When people start an exercise program, some lose a lot of weight, while others lose nothing. An effective exercise program for weight loss should be 1) continuous, 2) use all of your major muscle groups, 3) include one intense workout a week for each muscle group, and 4) be done on land, rather than in the water. Stop-and-start exercises, such as lifting weights, do not require that you use your muscles continuously enough to burn a lot of calories. Those that use just one muscle group, such as doing situps or pushups, won't help you to lose a lot of weight because the stressed muscle groups tire quickly so you can't exercise very long.

Exercising at a leisurely pace won't help you lose a lot of weight either.
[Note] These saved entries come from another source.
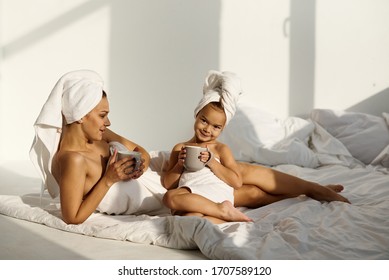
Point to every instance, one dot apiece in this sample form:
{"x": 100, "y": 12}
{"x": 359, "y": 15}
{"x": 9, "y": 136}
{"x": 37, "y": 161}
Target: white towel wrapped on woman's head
{"x": 74, "y": 95}
{"x": 224, "y": 87}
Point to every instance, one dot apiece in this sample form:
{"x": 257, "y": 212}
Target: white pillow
{"x": 257, "y": 136}
{"x": 365, "y": 136}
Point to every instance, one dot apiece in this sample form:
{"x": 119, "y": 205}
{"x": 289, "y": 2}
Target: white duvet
{"x": 296, "y": 228}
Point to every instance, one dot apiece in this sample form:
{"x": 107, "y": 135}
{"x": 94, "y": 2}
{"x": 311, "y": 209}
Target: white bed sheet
{"x": 296, "y": 228}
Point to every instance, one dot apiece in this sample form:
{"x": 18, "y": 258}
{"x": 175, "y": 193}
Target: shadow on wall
{"x": 373, "y": 105}
{"x": 162, "y": 50}
{"x": 302, "y": 56}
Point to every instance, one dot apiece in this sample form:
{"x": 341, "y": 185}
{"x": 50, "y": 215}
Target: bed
{"x": 328, "y": 146}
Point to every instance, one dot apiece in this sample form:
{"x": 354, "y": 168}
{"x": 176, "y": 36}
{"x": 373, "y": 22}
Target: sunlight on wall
{"x": 352, "y": 61}
{"x": 40, "y": 42}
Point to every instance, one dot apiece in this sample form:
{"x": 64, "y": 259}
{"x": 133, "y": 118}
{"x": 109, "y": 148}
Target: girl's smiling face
{"x": 209, "y": 123}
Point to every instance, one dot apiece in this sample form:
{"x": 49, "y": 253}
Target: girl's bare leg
{"x": 276, "y": 185}
{"x": 182, "y": 200}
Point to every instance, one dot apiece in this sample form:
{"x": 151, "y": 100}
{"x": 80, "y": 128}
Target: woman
{"x": 71, "y": 148}
{"x": 72, "y": 153}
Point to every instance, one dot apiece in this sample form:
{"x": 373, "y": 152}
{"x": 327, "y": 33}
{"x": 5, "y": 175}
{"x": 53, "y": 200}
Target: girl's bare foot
{"x": 231, "y": 214}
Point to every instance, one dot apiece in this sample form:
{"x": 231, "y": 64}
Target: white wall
{"x": 154, "y": 54}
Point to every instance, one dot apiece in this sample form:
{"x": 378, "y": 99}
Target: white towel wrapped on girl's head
{"x": 224, "y": 87}
{"x": 74, "y": 95}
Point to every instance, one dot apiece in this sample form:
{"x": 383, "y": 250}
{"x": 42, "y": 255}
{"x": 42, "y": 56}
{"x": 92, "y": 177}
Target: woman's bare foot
{"x": 231, "y": 214}
{"x": 328, "y": 193}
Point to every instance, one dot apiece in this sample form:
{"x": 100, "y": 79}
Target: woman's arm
{"x": 110, "y": 136}
{"x": 75, "y": 206}
{"x": 227, "y": 170}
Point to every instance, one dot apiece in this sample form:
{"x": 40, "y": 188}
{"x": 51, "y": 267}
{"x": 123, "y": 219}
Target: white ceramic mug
{"x": 133, "y": 154}
{"x": 192, "y": 160}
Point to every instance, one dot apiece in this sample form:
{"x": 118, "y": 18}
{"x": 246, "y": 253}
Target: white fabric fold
{"x": 74, "y": 95}
{"x": 224, "y": 87}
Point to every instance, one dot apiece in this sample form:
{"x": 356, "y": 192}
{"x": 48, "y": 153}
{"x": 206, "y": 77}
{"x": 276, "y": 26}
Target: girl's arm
{"x": 227, "y": 170}
{"x": 175, "y": 168}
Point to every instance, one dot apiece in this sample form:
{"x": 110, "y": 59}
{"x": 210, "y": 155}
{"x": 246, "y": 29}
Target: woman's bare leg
{"x": 277, "y": 185}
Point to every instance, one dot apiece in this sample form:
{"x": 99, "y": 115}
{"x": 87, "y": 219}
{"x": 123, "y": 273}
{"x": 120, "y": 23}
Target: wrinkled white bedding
{"x": 296, "y": 228}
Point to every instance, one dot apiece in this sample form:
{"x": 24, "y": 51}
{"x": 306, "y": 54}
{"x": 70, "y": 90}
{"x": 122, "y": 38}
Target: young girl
{"x": 190, "y": 193}
{"x": 251, "y": 185}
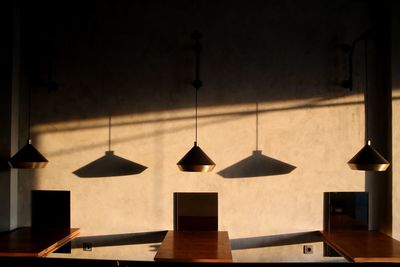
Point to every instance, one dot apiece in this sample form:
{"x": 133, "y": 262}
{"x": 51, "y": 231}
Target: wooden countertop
{"x": 195, "y": 246}
{"x": 363, "y": 245}
{"x": 33, "y": 242}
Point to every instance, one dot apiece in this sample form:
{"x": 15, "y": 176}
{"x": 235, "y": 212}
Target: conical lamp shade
{"x": 368, "y": 159}
{"x": 28, "y": 158}
{"x": 196, "y": 161}
{"x": 109, "y": 165}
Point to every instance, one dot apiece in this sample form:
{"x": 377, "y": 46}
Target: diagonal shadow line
{"x": 276, "y": 240}
{"x": 309, "y": 105}
{"x": 225, "y": 118}
{"x": 120, "y": 239}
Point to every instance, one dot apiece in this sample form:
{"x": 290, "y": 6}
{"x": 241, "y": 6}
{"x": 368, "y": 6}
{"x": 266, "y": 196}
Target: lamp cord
{"x": 196, "y": 117}
{"x": 256, "y": 125}
{"x": 197, "y": 82}
{"x": 29, "y": 113}
{"x": 366, "y": 88}
{"x": 109, "y": 132}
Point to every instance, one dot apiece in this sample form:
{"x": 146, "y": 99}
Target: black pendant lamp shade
{"x": 196, "y": 160}
{"x": 28, "y": 157}
{"x": 368, "y": 159}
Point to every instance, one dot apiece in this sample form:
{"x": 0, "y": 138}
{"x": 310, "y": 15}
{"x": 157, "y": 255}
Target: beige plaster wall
{"x": 134, "y": 61}
{"x": 395, "y": 118}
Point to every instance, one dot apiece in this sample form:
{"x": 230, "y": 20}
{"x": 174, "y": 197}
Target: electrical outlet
{"x": 87, "y": 246}
{"x": 308, "y": 249}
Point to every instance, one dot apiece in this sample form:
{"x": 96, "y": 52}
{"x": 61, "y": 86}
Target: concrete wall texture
{"x": 132, "y": 61}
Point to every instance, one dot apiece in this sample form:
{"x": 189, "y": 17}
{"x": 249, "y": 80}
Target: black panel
{"x": 196, "y": 211}
{"x": 344, "y": 211}
{"x": 52, "y": 209}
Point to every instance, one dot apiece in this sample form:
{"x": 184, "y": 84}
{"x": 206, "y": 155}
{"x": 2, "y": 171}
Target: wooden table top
{"x": 195, "y": 246}
{"x": 364, "y": 245}
{"x": 33, "y": 242}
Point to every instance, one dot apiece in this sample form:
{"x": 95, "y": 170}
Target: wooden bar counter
{"x": 34, "y": 242}
{"x": 195, "y": 246}
{"x": 363, "y": 245}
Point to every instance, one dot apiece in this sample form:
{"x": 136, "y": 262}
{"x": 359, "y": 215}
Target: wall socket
{"x": 308, "y": 249}
{"x": 87, "y": 246}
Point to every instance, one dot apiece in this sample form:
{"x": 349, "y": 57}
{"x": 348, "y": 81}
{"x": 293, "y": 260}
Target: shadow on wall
{"x": 256, "y": 165}
{"x": 109, "y": 165}
{"x": 276, "y": 240}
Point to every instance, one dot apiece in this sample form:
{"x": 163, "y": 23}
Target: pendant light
{"x": 257, "y": 164}
{"x": 196, "y": 160}
{"x": 110, "y": 164}
{"x": 368, "y": 158}
{"x": 28, "y": 157}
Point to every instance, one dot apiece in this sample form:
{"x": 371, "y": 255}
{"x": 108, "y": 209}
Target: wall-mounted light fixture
{"x": 28, "y": 157}
{"x": 368, "y": 158}
{"x": 196, "y": 160}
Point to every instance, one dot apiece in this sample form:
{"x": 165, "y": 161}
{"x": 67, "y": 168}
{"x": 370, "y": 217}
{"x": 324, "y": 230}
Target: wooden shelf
{"x": 195, "y": 246}
{"x": 363, "y": 245}
{"x": 34, "y": 242}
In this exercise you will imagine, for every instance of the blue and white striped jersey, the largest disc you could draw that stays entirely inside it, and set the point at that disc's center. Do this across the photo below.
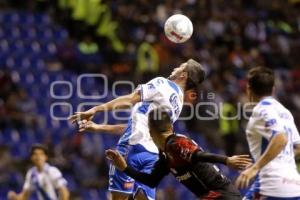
(279, 177)
(159, 92)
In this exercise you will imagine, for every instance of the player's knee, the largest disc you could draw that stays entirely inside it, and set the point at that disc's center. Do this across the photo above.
(118, 196)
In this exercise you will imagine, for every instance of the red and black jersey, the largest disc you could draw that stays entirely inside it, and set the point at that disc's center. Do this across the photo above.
(192, 167)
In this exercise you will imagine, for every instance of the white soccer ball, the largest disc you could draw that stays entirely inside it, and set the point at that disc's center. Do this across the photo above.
(178, 28)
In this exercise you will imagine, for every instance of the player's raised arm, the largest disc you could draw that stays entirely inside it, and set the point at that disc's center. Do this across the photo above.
(116, 129)
(297, 150)
(158, 172)
(121, 102)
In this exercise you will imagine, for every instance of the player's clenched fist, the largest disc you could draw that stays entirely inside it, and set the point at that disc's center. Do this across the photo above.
(116, 158)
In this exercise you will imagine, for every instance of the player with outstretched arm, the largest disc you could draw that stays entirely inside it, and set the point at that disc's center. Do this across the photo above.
(185, 160)
(272, 137)
(136, 143)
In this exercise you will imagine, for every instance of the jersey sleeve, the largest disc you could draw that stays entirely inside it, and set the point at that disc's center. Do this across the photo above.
(149, 90)
(269, 123)
(28, 183)
(57, 178)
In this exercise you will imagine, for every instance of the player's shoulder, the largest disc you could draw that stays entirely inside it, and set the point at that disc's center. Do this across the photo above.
(264, 107)
(52, 170)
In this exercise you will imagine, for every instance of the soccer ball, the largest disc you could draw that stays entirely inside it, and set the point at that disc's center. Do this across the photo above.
(178, 28)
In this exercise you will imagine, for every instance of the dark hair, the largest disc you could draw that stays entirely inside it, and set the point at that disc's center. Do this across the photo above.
(196, 74)
(38, 146)
(159, 120)
(261, 81)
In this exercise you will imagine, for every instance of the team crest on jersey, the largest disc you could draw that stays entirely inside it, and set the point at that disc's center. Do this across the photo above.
(128, 185)
(174, 102)
(173, 170)
(150, 86)
(270, 122)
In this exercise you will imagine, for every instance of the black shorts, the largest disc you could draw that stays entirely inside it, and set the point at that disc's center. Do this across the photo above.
(228, 192)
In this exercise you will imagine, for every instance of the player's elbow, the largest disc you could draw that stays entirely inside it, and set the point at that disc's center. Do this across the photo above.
(135, 97)
(282, 140)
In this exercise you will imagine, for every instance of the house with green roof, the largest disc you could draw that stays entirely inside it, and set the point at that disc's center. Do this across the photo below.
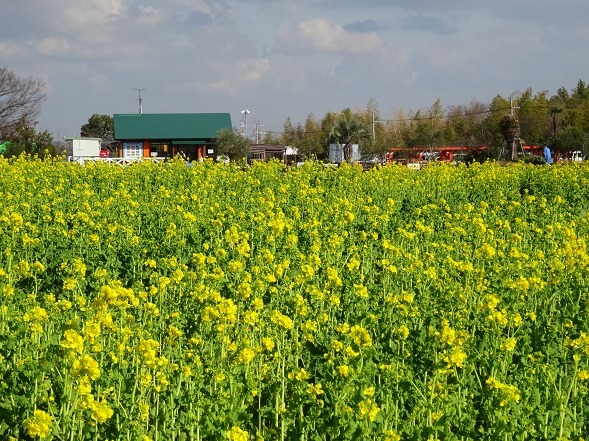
(191, 135)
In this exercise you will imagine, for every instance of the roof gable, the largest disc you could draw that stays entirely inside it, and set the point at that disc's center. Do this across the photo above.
(168, 126)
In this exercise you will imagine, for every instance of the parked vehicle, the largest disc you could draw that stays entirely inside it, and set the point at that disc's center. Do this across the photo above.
(369, 160)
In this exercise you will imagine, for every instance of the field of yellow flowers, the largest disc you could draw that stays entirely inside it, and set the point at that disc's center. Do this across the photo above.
(213, 302)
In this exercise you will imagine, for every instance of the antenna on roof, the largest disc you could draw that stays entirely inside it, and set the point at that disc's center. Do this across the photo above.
(140, 107)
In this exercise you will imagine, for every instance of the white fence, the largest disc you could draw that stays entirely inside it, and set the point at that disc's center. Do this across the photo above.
(117, 161)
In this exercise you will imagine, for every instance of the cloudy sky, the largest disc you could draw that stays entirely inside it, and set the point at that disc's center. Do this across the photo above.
(287, 58)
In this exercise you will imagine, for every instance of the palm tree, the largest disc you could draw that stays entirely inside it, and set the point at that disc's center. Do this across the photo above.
(347, 130)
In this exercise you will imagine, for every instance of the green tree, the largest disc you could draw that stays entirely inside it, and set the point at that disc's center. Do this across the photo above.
(572, 138)
(23, 138)
(100, 126)
(347, 130)
(232, 144)
(20, 101)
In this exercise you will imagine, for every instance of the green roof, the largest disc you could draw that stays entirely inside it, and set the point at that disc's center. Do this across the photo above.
(170, 126)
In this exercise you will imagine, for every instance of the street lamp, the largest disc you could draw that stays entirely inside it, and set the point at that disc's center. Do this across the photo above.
(245, 113)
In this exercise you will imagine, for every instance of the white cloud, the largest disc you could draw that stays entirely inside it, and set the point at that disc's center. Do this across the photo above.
(323, 36)
(53, 46)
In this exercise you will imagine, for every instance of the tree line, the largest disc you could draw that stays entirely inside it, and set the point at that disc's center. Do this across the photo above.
(560, 121)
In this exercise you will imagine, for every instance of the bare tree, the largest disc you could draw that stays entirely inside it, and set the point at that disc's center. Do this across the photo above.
(20, 100)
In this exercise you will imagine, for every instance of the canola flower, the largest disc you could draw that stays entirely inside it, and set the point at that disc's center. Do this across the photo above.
(39, 424)
(219, 302)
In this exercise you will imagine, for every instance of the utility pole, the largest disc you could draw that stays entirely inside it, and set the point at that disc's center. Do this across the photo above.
(374, 121)
(245, 113)
(140, 107)
(513, 141)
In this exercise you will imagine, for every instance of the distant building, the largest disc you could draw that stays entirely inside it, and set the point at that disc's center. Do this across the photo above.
(265, 152)
(190, 135)
(336, 153)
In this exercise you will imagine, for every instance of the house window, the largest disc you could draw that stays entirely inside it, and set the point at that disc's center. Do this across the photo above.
(132, 150)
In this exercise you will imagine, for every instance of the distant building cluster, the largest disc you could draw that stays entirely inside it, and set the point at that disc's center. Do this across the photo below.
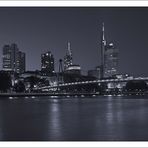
(15, 61)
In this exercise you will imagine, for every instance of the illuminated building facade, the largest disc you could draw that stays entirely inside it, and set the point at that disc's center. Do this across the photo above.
(68, 57)
(47, 64)
(110, 60)
(109, 57)
(13, 59)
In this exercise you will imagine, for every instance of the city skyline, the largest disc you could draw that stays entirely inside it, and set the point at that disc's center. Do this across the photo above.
(38, 30)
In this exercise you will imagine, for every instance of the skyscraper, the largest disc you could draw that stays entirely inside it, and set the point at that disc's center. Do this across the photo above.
(47, 64)
(21, 62)
(13, 59)
(109, 57)
(68, 57)
(110, 60)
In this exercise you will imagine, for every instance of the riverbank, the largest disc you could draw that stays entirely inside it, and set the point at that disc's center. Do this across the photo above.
(45, 94)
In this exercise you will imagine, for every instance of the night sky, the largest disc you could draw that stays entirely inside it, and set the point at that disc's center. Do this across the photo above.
(37, 30)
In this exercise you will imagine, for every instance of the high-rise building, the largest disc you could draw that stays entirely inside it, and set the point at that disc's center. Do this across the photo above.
(68, 57)
(103, 44)
(21, 62)
(47, 64)
(110, 60)
(13, 59)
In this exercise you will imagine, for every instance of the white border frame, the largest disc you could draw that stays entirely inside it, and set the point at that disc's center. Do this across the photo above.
(75, 3)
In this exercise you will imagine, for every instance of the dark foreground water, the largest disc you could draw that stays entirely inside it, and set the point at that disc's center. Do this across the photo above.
(79, 119)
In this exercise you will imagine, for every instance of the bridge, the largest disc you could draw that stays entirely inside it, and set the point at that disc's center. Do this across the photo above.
(94, 82)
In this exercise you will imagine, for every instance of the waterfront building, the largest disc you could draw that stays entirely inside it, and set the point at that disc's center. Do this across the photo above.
(68, 57)
(47, 64)
(103, 44)
(109, 57)
(94, 72)
(13, 59)
(74, 69)
(110, 60)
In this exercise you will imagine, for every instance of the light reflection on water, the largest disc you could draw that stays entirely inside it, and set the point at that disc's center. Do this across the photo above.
(96, 118)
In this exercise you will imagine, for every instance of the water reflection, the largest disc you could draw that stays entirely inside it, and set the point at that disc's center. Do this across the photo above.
(79, 119)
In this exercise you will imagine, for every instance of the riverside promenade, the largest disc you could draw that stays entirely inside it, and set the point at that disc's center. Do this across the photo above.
(2, 95)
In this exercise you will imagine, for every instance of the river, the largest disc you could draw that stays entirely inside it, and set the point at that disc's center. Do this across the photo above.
(99, 118)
You burn calories while you exercise and after you finish exercising. Intense exercise raises body temperature which continues to be elevated and burn more calories for several hours after you finish exercising. This also explains why swimming is not the best exercise for weight loss, because water conducts heat away from your body so fast that your temperature does not rise. When you exercise on land, air insulates your body so your temperature rises.

Pick sports in which you can exercise intensely, but don't exercise very hard in one sport more often than once a week. Every time that you exercise, your muscle fibers are torn slightly. You can tell this has happened to you when you muscles feel sore on the day after you have exercised. If you exercise intensely on days when your muscles feel sore, you are at increased risk for injuring them. Instead, alternate two sports, one that stresses your upper body and one that stresses your lower body. And (of course) don't forget healthful eating habits.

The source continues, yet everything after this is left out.